Okay, you sparked a memory with your ‘he makes up for it in confidence’
“We didn’t tackle well today but we made up for it by not blocking.”
John McKay , Head Coach
Florida Man’s expansion NFL franchise -Tampa Bay Buccaneers
Can’t decide if your Florida man story beats mine with the guy tatting up his face with a sugar skull who likes to carry dead birds in his car because he like the smell..and then puts dead animals on the parkland shooting tribute.
lol — that’s pretty good
Another one that comes to mind is that Offspring song:
Well he may not have a clue
And he hasn’t got style
But everything he lacks
Well, he makes up in denial
https://www.youtube.com/watch?v=AltMeuPkWRs
Chad Corn’s Terrible-Awful-No-Bleepin’-GoodBurglary Adventure
Bkmk
:)
Boxers and socks.
What, he got up to pee and figures, as long as I’m up?

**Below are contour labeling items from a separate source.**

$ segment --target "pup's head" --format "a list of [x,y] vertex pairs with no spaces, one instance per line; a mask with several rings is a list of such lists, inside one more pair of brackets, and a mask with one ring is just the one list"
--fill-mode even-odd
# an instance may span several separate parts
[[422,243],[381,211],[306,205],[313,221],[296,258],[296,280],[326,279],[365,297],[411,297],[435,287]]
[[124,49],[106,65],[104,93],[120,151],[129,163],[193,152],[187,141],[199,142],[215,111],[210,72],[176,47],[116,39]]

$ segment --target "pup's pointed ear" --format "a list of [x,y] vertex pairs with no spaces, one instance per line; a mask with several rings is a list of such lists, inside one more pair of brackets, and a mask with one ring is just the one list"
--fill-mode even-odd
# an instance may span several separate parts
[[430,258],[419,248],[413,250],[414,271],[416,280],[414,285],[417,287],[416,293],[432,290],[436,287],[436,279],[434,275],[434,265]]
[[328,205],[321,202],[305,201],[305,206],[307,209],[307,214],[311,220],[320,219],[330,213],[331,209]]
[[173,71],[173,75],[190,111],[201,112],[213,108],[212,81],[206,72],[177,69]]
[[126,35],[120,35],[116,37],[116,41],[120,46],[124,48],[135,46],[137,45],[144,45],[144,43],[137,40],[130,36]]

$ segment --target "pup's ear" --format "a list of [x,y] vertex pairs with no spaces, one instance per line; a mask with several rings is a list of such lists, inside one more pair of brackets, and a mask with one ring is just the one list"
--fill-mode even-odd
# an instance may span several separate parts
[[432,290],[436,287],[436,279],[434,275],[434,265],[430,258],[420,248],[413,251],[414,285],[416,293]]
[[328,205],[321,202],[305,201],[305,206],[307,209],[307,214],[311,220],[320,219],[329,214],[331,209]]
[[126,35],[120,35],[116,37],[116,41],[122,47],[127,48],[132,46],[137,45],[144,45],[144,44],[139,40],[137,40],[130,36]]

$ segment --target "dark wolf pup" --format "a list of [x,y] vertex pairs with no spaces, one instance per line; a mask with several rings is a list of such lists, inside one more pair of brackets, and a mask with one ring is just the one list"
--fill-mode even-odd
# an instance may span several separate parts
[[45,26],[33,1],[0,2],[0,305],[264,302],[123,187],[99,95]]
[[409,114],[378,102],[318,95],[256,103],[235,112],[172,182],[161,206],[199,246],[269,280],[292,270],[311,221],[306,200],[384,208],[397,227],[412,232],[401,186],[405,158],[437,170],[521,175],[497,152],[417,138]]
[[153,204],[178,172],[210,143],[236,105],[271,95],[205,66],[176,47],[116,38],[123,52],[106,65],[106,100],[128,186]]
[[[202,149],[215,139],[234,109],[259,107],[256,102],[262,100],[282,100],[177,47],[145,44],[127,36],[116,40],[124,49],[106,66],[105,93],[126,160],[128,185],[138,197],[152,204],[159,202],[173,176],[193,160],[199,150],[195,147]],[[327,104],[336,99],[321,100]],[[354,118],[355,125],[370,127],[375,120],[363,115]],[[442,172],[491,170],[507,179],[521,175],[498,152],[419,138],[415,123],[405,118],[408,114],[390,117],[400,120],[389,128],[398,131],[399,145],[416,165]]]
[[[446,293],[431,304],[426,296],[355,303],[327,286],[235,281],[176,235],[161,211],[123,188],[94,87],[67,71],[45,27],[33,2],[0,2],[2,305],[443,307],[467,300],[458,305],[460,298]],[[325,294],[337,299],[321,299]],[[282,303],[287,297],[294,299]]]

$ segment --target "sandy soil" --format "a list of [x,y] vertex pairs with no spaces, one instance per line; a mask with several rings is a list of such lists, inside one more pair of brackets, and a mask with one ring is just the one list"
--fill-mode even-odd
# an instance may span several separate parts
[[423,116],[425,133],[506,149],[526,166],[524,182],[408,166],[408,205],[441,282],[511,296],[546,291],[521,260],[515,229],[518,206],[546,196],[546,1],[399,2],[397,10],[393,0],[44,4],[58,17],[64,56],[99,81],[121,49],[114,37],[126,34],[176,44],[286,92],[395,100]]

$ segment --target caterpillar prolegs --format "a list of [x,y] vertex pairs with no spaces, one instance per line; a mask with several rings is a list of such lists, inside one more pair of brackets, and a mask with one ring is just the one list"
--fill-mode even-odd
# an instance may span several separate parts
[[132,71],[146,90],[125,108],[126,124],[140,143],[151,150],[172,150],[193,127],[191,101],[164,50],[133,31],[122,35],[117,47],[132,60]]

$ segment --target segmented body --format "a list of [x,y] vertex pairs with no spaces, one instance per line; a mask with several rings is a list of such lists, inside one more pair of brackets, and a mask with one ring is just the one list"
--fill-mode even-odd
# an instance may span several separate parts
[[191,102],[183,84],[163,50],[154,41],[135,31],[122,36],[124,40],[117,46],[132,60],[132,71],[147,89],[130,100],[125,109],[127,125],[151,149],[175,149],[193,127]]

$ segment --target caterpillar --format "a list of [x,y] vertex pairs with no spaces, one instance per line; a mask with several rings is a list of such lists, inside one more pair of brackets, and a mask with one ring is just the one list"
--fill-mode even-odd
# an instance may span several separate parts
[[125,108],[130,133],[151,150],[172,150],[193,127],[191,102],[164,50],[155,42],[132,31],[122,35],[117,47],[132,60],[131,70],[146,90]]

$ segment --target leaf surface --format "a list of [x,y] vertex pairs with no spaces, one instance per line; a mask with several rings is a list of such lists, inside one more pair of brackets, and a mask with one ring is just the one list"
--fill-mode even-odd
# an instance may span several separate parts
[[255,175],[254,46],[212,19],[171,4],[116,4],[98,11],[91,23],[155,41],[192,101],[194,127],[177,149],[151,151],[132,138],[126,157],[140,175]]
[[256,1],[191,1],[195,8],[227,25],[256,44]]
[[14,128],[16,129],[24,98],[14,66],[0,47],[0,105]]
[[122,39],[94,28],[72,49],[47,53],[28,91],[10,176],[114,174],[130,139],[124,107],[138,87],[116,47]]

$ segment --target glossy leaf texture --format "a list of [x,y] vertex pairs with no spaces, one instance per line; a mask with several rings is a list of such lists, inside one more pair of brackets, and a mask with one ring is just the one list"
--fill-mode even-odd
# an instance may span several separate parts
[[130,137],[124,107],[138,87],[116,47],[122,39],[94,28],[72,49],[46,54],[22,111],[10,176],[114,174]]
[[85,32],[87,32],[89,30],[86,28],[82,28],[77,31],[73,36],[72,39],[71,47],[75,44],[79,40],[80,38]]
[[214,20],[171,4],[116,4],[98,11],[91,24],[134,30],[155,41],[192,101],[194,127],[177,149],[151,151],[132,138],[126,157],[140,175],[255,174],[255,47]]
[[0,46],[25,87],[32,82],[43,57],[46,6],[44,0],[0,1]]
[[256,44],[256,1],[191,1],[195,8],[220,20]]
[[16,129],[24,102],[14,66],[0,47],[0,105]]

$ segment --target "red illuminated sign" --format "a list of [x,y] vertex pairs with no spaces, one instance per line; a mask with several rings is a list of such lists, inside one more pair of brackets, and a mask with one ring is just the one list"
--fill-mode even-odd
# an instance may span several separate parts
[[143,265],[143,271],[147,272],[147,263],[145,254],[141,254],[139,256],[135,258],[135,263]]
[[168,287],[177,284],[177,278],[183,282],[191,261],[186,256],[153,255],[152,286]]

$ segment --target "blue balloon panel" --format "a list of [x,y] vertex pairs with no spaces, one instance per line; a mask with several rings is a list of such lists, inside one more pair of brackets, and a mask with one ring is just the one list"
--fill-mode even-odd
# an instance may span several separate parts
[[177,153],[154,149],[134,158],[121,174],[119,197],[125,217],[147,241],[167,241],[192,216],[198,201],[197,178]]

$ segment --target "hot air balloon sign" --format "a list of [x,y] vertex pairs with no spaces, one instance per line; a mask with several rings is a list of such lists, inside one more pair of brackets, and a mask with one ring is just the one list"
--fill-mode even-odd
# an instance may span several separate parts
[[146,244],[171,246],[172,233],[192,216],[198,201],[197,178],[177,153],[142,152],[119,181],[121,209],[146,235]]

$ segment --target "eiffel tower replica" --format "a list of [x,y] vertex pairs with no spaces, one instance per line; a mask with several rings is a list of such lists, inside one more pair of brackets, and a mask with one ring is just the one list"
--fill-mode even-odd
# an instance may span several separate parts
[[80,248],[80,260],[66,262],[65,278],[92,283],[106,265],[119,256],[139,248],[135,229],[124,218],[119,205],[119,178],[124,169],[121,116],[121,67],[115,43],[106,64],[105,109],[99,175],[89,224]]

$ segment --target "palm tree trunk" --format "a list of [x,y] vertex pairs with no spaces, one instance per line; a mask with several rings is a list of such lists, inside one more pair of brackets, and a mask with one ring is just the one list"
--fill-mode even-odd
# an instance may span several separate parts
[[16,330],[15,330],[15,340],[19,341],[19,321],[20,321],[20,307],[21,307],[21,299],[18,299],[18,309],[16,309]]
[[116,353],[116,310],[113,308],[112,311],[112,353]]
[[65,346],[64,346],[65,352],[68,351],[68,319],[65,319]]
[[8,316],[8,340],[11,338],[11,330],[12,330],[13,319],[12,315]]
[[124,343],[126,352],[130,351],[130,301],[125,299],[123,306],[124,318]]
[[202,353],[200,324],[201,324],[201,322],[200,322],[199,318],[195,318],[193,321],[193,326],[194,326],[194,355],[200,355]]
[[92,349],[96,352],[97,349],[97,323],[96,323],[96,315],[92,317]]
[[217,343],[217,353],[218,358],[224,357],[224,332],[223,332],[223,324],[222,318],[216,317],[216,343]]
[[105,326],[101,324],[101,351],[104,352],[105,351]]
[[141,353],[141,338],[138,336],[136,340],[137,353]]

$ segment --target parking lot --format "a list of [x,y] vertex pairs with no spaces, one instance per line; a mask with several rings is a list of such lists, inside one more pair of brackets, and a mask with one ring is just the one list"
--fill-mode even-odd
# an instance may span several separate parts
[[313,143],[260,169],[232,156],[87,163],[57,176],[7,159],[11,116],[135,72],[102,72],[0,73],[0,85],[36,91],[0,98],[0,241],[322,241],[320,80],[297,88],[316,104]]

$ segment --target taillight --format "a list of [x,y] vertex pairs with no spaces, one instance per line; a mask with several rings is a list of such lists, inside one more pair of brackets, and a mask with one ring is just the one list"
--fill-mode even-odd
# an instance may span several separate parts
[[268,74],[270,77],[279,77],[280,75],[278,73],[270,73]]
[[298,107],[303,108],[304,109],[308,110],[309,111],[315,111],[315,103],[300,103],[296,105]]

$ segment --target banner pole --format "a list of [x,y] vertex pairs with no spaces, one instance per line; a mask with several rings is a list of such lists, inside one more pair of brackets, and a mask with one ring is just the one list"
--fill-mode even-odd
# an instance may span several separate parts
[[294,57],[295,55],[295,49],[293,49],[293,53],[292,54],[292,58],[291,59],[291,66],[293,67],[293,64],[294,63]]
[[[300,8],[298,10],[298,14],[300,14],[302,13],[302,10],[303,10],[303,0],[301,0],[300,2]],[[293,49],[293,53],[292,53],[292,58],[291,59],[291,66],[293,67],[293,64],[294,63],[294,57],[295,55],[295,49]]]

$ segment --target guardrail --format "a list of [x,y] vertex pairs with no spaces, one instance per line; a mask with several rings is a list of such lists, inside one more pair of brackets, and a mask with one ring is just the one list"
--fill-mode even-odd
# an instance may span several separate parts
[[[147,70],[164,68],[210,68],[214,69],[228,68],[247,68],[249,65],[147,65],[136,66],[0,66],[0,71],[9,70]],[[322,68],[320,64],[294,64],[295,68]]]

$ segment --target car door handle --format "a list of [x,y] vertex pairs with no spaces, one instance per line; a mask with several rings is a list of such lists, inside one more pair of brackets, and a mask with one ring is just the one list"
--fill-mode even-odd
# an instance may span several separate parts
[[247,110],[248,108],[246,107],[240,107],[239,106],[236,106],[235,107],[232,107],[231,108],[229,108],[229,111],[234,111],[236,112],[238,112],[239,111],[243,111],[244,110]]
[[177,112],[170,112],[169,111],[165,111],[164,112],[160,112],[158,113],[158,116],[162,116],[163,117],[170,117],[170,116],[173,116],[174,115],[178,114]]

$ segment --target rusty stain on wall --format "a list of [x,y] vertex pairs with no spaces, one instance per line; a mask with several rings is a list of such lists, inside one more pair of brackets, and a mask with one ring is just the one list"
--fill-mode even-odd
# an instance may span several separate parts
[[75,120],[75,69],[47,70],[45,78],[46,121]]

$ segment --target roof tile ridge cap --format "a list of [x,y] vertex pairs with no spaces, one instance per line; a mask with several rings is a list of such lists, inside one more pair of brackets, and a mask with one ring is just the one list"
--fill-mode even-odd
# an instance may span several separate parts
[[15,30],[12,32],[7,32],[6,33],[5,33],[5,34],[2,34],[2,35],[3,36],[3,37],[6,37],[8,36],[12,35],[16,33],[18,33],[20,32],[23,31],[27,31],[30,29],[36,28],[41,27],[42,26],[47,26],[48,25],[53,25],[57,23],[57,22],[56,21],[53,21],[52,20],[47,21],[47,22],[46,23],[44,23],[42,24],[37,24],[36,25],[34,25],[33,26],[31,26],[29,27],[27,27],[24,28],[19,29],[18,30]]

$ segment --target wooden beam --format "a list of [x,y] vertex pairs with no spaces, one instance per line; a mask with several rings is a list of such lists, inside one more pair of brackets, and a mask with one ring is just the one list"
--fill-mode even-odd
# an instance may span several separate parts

He was arrested after a brief chase.
“You see…the door from which he had just entered was now locked. That door failed to lock for the employees…but now worked to perfection. He has locked himself inside.”
Sounds like a fire code violation.
What you did.
I see it.
I have lived in Florida for 6 out of my 62 years in USA, and this is the best state I have lived in compared to others (IL, IA, CA, WA, AZ).
You can’t find a better Florida Man town than Milton.
I’m still partial to the kid throwing the alligator through the Wendy’s drive through window in Jupiter. Local sentimentality I guess.